Jacob Zuma had been engaged in a power struggle against Mr Gordhan for months, and he sacked him in a late-night cabinet meeting on Thursday night.
At publication time, yields on the country’s benchmark 10-year bonds, which rise when prices fall, were up 32.5 basis points (0.325 percentage points) to 8.813 per cent.
The FTSE/JSE Africa Banks Index, meanwhile, was down 5.5 per cent, its biggest one-day drop since December 2015 – the last time president Zuma sacked his finance minister. The rand, which at publication time was 1.4 per cent weaker for the day, is on track for its worst week since the same date.
The president’s conflict with Mr Gordhan has repeatedly dented the rand’s rally over the last year but, while previous falls have generally been reversed fairly quickly, many analysts are sceptical that it will be as easy this time.
Peter Attard Montalto at Nomura stressed that “this is not over yet”, and said many in the market are still being too optimistic.
This is an attack on the institution of the National Treasury and as such will trigger multiple downgrades.
The market has been far too complacent that Zuma cannot remove PG but he has now gone and done it and yet the market is still hanging onto the hope of a credible candidate which has not come with a complete clear out at NT. This is a full whack Zuma led reshuffle which will lead to multiple imminent downgrades where Zuma is confident he has the upper hand over weak internal ANC opposition. The market will be watching blowback risk now as the next reason to be too positive on this. The opposition to Zuma is too split with too weak a leadership in the NEC to be effective here. Zuma believes he is, and we think he is, much stronger than the market thinks he is. The market has a lot of catching up to do still I think to the reality on the ground.”
Timothy Ash at Bluebay Asset Management agreed that markets have yet to price in the full importance of the reshuffle, saying the relatively modest moves in the rand overnight “are frankly bizarre”.
He said South African assets may be supported in the short term by positive sentiment toward emerging markets in general, but added: “short term Zuma could succeed, but if he does this will likely change the character of the country in a meaningful way, and in the process make the longer term investment story much more challenging”.

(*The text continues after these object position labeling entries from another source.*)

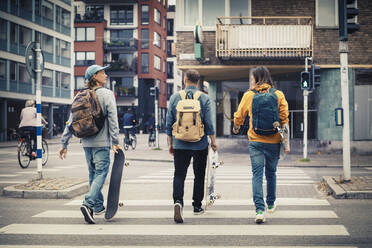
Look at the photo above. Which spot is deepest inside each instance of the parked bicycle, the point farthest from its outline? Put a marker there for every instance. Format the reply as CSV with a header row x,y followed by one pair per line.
x,y
25,150
130,138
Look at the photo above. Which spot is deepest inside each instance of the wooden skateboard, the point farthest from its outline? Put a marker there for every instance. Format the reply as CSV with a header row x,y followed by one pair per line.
x,y
284,134
213,164
115,183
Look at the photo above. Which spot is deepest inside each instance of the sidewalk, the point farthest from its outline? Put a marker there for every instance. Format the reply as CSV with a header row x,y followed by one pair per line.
x,y
234,151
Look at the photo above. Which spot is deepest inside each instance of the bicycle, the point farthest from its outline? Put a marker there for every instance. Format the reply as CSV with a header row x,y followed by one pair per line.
x,y
131,140
25,150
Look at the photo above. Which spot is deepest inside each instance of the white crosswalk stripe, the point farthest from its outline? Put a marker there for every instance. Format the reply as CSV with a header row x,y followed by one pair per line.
x,y
232,218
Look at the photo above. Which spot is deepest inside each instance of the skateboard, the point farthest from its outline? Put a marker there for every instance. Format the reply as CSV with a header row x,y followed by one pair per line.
x,y
284,134
213,164
115,183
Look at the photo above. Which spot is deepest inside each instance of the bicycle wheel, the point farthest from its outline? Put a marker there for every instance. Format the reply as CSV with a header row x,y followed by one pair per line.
x,y
134,142
23,155
45,150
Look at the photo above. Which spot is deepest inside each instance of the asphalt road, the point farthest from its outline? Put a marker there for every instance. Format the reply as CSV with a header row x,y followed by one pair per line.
x,y
304,216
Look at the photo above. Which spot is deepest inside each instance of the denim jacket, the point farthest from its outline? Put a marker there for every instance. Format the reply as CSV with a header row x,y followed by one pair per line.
x,y
206,116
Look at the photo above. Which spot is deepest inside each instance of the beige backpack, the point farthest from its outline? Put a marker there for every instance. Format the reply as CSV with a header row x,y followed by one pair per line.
x,y
188,126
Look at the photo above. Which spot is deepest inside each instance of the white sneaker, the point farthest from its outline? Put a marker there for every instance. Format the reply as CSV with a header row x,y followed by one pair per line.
x,y
178,215
260,217
271,208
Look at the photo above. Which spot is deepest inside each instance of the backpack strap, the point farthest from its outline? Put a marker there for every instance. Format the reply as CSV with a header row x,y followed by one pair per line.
x,y
182,94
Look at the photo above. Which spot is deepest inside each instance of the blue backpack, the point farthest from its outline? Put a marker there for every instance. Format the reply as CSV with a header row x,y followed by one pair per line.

Lutz Karpowitz at Commerzbank said the latest developments will create new headaches for the South African Reserve Bank. The central bank had hoped it was at the end of its easing cycle and could even move toward lowering interest rates as the strong rand helped bring down inflation, but its governor warned yesterday that the recent political instability threatened that outlook.
Mr Karpowitz said:
In an environment of increasingly open corruption within the government the only guarantor for the rand is the central bank. The fact that it left the key rate at 7 per cent yesterday almost got lost amongst the frenetic developments. Let’s wait and see how long it takes until the weak rand forces the central bank to raise rates again.